Local would be best, if available. Not only that, you could find a mentor with a world of knowledge.

My local bees are Italians. They're about 5 miles down the road. Just out of range with my Russians. That's the way, uh huh uh huh, I like it. 

Not only when I order package bees, I must do so in November to get on a first come first serve schedule for next May. Don't ask why he does that, I don't know nor do I wish to hear. USPS, they ship. Expedited shipping and I'll call the post office and have them ring me at 6:00am when they get there.

I wouldn't trust anyone else to ship that kind of package. It's in your best interest to get to know your post office officials, believe me. 

Why would any apiaries sell package bees in March ?


----------



## mythomane (Feb 18, 2009)

Saw you ordered from Koehnen. Good choice, but they may not be best for your area. Lived in Santa Fe for many years. I am sure they produced well for you this summer, but in the long run they may not fair as well. I advise getting some bees or queens from Les Crowder if you can pry them from him. He hasn't worried about Varroa in over a decade. As far as fewer package producers, there are still many in business. As far as why people are dropping out: Shipping bees is just a pain. Others will take their place. As a beginner, nucs are the way to go anyway. Do you subscribe to a bee journal? There are many suppliers there. Stick with local and feral, and you will be better off in the long run.


----------



## louborges (May 16, 2009)

I asked one vendor why he no longer ships package bees and his reply was:

Different reasons.
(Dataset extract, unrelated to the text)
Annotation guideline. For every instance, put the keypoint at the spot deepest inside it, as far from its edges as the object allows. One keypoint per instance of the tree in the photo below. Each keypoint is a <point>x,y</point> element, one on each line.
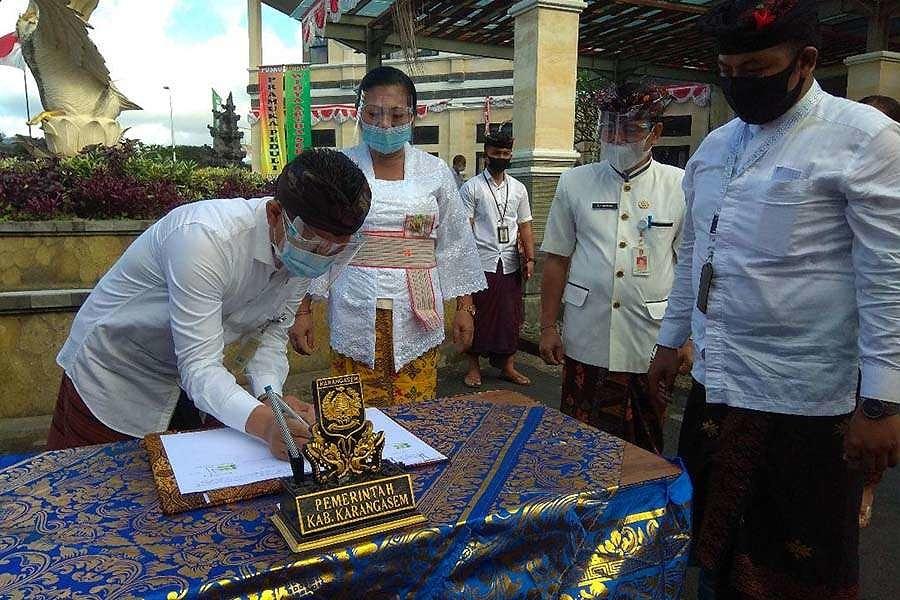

So many problems with bees some people are just getting out period. My reason is the post office is getting very hard to deal with and they don't handle the packages very well, too many were dead on arrival.


----------



## Brenda (Nov 23, 2006)

SwedeBee1970 said:


> My local bees are Italians. They're about 5 miles down the road. Just out of range with my Russians. That's the way, uh huh uh huh, I like it.


Doesn't 5 miles still give you an area of overlap? If bees fly up to 3 miles out, your bees fly 3 and his fly 3 they should overlap.
I always heard they fly from 3 to 5 miles out.


----------



## SwedeBee1970 (Oct 26, 2008)

Maybe it's six miles and there is a feud at the Confederate/Union line. Why would they bother feuding when there's plenty to forage ? One of my queens doesn't have wings, the other was a superseded queen.


----------



## louborges (May 16, 2009)

Come on guys, this thread is about shipping packages of bees.


----------



## Hambone (Mar 17, 2008)

louborges said:


> Come on guys, this thread is about shipping packages of bees.


----------



## fat/beeman (Aug 23, 2002)

hello
I have had many nightmares with UPS so when I do ship queens I use post office at least when they take your money for insurance if lost or damaged they pay. UPS killed 20 my nuc's being shipped out west. after going down there to make a claim, they said read the fine print no live delivery's. so how does one stay in this line of work when the shipper kills your bees????
as far as packages I do its pick up only and have never had a problem with that.


----------



## SwedeBee1970 (Oct 26, 2008)

Can't beat the good old fashioned Post Office. "Live" anything must be difficult to transport anywhere. Look at all the preparation involved. Local keepers selling packaged bees are few and far between these days. Being hit with the economic conditions and CCD has literally put them out of buzz-i-ness. Can a residential beek file for unemployment and can they prove it is the question.......


----------



## Grant (Jun 12, 2004)

Buying packages is the traditional way of expanding. I think the hassles and the hardships are prompting the astute beekeeper to make their own splits, raising their own queens when the season is appropriate.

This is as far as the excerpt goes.